Rackspace Hosting (NYSE: RAX) (Quote, chart, news) a San Antonio-based Web hosting service provider, priced its IPO Thursday evening through a Dutch auction bidding system. The company offered 15 million shares at $12.50 each, on the low end of a $12- to $16-per-share price range. The IPO opened Friday morning at $10, DOWN 20 percent from its offering price.
That’s bear market territory.
And it was the worst opening-day performance by an IPO since the Nov. 6, 2007, offering of Agria (NYSE: GRO) (Quote, chart, news), a Chinese agri-solutions provider. That one got socked with a loss of 26.9 percent. Agria offered 17.2 million shares at $16.50 each and the IPO closed its opening day at $12.06 per share.
Now back to Rackspace and what happened. A couple of things went wrong with Rackspace’s Dutch auction. It ran into a fog of hype and false hope.
The Hype
The hype was fanned by the financial media quoting sources claiming the Rackspace deal was hot, hot, hot and even going so far as to say it would jump-start a faltering IPO market. The sources claimed the deal would be priced at $16 to $17 per share, UP from a filing range of $12 to $16 per share.
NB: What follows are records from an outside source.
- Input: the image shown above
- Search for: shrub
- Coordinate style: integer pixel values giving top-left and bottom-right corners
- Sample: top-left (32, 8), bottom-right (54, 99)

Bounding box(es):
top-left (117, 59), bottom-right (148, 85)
After all, it was the summer’s only high-profile deal, it was a great company and it would be priced “to sell” — or so the claims went.
(Editor’s note: There is no historical evidence that a single initial public offering has ever “jump-started” a faltering IPO market.)
False Hope
The false hope — fanned by the misinformed — spread to the hedge fund managers as many reportedly placed huge bids for the Rackspace offering at $20 per share.
That looked like a safe bet.
After all, the Rackspace deal was to be “modified” like some of the other U.S. Dutch auctions. The ones that came to mind immediately were Google (GMS: GOOG) (Quote, chart, news) and Interactive Brokers’ Group (GMS: IBKR) (Quote, chart, news). In each case, the allocations to the winning bids were pro-rated (leaving orders on the table) and, in each case, the deals popped on their respective openings.
The first hint of confusion surfaced when underwriters announced a $12.50-per-share offering price on a $12- to $16-a-share filing range. Many thought it should have been higher. But their nerves were soothed when the allocations were handed out to winning bids on a reportedly 67 percent pro-rated basis.
The first pre-opening bid was reportedly $8 per share. Then the IPO opened at $10 per share -– DOWN 20 percent.
Supply versus Demand
Econ 101 played its hand. Judging from the stock’s opening, the “sell” orders far exceeded those “left on the table.” And the rest was written in red ink.
A bad summer for many suddenly became a disaster.
The Dutch Auction
On Wall Street, you are only as good as your last trade. The Rackspace Dutch auction will be etched in many minds for a long time, possibly forever. The professionals on Wall Street have memories like the proverbial elephant. And they tend to be an unforgiving crowd, to boot.
Only time will tell what will happen with this type of offering in the future.
In the meantime, there is only one Dutch auction in the IPO Pipeline, according to U.S. Securities and Exchange Commission filings. It is Pogo Jet (GMS: POGO proposed) (Quote, chart, news), a start-up regional airline based in Chicopee, Massachusetts. The deal was postponed in mid-March 2008.